Expanded Copa Libertadores kicks off without Mexican clubs and a long route to the final

By Samindra Kunti

January 24 – The revamped Copa Libertadores kicked off yesterday with qualifying across South America, but question marks remain over the tournament’s expanded new format. 

Last September CONMEBOL increased the number of clubs in their flagship club competition from 38 to 42 teams. Previously, a number of clubs had threatened to withdraw from the competition due to a disagreement over prize money.

The governing body reshuffled the competition, fearing a breakaway from the clubs to form their own competition. But the decision looks to have been weighted in favour of Brazil who will now have seven representatives in this year’s Copa Libertadores: the top six in the domestic league and the winner of the Copa do Brasil.

Argentina, Chile and Colombia have also been given extra slots, but the big drawback from the tournament’s re-organisation is the withdrawal of the Mexican clubs. They cited the competition’s incompatibility with their domestic calendar and pulled out of the Copa Libertadores.

The Mexicans were first invited to take part in 1998 and have always been a competitive force in the Copa Libertadores. They also bring along a giant TV market. CONMEBOL has replaced the three Mexican teams by introducing an extra qualifying round. The Mexican spots have been distributed to Bolivia, Ecuador, Paraguay, Peru, Uruguay and Venezuela, who, after competing this week in three groups of two, will have clubs moving to the next phase of the qualifying process.

In the first legs Club Universitario defeated Wanderers Montevideo 3-2,  Deportivo Capiatá edged Deportivo Táchira 1-0 and Deportivo Municipal lost 1-0 to Independiente del Valle.

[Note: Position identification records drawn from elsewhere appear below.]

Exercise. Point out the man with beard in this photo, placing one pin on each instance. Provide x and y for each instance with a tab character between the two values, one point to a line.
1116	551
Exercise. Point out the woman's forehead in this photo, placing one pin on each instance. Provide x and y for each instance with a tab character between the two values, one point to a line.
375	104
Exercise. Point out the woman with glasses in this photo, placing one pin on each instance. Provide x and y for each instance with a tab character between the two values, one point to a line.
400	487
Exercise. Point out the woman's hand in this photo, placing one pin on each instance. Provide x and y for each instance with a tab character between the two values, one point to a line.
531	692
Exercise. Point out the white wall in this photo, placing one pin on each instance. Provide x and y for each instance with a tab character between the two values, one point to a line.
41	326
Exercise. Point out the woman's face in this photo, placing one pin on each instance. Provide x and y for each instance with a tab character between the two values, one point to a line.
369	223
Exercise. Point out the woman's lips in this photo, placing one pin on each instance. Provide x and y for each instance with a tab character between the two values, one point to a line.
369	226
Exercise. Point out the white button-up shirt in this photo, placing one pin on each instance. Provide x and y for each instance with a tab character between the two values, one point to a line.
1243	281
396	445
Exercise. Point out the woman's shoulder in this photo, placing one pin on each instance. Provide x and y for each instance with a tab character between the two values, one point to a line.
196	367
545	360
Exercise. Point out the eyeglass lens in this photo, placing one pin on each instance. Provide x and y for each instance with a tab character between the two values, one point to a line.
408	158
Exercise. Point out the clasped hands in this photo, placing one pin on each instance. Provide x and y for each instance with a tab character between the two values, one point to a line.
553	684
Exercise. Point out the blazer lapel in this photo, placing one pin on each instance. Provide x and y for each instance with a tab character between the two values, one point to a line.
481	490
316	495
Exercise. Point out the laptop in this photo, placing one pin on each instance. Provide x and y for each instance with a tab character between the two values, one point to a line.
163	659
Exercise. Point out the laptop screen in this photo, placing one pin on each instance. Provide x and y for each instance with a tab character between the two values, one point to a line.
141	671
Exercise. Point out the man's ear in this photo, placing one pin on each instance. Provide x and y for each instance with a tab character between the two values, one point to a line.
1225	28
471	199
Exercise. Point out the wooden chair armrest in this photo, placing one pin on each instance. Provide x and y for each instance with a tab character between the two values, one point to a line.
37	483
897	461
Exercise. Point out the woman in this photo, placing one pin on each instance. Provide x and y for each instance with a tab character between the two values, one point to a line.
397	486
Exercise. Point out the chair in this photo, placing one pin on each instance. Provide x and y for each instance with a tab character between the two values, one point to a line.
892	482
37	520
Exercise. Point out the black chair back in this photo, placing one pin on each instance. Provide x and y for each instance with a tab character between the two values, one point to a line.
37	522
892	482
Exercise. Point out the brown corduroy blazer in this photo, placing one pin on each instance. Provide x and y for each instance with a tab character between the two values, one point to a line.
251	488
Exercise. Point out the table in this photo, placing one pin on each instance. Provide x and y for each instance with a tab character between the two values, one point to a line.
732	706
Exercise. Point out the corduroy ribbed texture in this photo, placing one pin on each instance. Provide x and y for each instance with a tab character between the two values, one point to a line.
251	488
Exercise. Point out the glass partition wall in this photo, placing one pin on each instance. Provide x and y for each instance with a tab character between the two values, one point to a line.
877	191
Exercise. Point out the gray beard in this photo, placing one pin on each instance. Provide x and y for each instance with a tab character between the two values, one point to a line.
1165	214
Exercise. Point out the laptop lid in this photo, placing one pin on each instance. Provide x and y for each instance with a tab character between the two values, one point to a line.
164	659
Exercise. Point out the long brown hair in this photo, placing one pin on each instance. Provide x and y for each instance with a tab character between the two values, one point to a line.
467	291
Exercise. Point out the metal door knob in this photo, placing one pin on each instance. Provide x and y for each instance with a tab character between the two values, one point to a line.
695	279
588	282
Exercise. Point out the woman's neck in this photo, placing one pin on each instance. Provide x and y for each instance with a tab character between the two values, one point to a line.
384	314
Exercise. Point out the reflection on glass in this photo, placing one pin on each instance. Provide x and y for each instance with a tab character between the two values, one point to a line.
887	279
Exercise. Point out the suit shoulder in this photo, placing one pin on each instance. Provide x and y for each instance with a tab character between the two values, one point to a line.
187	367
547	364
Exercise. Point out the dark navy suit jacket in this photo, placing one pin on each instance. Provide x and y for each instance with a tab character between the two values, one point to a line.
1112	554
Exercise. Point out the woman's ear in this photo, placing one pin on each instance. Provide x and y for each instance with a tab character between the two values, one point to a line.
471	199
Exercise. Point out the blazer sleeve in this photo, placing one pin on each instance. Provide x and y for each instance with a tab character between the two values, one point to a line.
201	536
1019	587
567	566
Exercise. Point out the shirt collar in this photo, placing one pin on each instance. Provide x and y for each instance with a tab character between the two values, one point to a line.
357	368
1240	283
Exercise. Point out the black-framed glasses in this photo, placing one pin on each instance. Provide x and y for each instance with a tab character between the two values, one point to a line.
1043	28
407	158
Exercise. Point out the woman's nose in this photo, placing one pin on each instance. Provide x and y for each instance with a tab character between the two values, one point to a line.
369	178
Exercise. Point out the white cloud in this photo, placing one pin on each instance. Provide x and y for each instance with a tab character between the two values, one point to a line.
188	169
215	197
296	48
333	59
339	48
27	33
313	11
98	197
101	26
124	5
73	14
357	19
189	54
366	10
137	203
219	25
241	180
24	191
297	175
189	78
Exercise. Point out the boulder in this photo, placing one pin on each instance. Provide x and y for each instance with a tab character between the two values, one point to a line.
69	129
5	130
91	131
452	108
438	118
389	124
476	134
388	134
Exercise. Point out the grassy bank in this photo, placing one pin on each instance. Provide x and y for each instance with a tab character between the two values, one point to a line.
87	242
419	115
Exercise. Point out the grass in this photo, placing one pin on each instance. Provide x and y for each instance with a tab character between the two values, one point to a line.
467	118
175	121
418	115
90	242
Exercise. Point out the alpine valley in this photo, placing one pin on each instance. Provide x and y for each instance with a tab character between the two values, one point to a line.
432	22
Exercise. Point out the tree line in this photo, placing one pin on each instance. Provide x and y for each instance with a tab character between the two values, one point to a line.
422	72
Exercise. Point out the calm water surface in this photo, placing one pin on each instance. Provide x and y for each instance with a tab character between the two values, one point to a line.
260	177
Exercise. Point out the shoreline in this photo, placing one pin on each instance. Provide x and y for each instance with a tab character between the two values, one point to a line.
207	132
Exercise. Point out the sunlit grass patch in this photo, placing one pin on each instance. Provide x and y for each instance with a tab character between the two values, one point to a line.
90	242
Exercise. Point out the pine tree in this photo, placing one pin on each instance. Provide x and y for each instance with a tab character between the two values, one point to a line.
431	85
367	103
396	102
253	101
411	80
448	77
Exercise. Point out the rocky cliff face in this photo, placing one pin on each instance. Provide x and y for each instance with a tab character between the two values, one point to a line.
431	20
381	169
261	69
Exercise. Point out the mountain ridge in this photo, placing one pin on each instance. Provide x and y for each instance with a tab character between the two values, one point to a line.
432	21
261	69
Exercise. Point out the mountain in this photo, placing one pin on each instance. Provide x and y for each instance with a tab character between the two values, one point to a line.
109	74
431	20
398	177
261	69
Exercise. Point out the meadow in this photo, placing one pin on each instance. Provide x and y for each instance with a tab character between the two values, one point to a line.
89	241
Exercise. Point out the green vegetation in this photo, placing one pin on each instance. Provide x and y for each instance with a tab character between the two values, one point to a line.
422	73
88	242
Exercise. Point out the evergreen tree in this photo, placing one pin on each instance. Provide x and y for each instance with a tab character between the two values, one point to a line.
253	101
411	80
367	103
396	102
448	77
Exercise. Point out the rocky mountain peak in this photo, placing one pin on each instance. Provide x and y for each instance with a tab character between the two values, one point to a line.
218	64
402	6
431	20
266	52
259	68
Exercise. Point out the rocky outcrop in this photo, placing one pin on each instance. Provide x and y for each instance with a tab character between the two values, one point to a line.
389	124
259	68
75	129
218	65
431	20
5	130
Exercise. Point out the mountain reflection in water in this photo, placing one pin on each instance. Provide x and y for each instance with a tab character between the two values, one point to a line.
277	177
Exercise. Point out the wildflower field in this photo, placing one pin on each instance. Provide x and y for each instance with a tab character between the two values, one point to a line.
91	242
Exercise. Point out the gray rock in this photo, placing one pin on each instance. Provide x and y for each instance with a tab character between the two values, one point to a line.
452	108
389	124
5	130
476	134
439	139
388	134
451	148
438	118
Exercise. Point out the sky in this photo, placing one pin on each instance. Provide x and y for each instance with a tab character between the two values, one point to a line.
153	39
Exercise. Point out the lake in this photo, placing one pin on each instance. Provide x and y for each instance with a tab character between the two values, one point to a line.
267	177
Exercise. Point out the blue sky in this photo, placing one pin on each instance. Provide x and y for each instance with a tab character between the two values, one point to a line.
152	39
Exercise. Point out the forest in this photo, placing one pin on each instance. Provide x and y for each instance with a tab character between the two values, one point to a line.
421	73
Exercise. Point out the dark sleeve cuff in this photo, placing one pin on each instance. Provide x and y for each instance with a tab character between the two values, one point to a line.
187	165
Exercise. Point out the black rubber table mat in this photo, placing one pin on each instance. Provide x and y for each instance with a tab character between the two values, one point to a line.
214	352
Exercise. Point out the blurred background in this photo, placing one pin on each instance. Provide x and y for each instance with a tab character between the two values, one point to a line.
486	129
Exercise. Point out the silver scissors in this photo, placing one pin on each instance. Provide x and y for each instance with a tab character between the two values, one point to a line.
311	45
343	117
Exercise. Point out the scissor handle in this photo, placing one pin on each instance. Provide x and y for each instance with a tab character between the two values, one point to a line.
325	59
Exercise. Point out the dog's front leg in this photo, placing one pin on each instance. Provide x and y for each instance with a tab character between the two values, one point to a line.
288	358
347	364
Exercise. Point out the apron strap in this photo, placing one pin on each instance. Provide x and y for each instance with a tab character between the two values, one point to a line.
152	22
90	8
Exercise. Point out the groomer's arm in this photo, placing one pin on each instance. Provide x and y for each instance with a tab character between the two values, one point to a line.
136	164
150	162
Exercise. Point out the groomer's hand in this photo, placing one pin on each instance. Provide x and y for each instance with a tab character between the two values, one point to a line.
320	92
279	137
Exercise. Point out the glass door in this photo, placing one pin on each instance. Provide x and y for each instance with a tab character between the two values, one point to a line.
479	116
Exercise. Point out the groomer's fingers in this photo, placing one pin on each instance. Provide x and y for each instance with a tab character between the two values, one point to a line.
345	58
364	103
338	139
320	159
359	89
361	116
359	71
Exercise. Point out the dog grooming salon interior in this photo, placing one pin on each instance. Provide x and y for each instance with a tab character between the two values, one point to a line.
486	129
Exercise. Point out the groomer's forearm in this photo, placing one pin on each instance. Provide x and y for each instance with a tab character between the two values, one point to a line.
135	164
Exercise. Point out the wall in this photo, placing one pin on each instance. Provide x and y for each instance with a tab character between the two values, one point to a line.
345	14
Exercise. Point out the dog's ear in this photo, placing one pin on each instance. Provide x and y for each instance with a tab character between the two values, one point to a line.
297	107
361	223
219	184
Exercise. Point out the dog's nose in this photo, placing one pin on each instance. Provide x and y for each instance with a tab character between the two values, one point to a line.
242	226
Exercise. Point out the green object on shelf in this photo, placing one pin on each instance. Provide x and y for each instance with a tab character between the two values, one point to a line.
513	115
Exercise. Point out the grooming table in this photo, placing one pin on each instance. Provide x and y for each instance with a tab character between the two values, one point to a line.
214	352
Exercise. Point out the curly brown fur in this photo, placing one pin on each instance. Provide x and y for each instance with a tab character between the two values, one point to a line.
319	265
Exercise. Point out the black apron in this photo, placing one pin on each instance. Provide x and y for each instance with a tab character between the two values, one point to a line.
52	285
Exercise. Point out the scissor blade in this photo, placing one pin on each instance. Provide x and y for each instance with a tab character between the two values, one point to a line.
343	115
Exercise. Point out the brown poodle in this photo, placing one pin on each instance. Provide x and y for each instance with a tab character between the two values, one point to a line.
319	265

The new format has lengthened the tournament. The group stages won’t get underway until March, where the structure remains the same with eight groups of four. The top two will advance to the knock out stage.

The quarter-finals will, however, not get underway until mid-September, with the round of sixteen spread out over two weeks in the summer. That may coincide with plenty of activity in the summer transfer market, and the danger of European clubs luring away the big playing talents, leaving the remaining participants in a struggle to be competitive in the business end of the tournament.

At the end of the November, after a near calendar year, the Copa Libertadores will culminate with the final. Two weeks later, the South American club season will end with the final of the Copa Sudamericana, the continent’s Europa League.

The continental season doesn’t build up to a great climax. In South America the Club World Cup is still considered the ultimate club prize and the early finish of the Copa Libertadores allows the winner to prepare in earnest for the FIFA tournament. That, like much of the revamped Copa Libertadores, may perhaps be a skewed approach.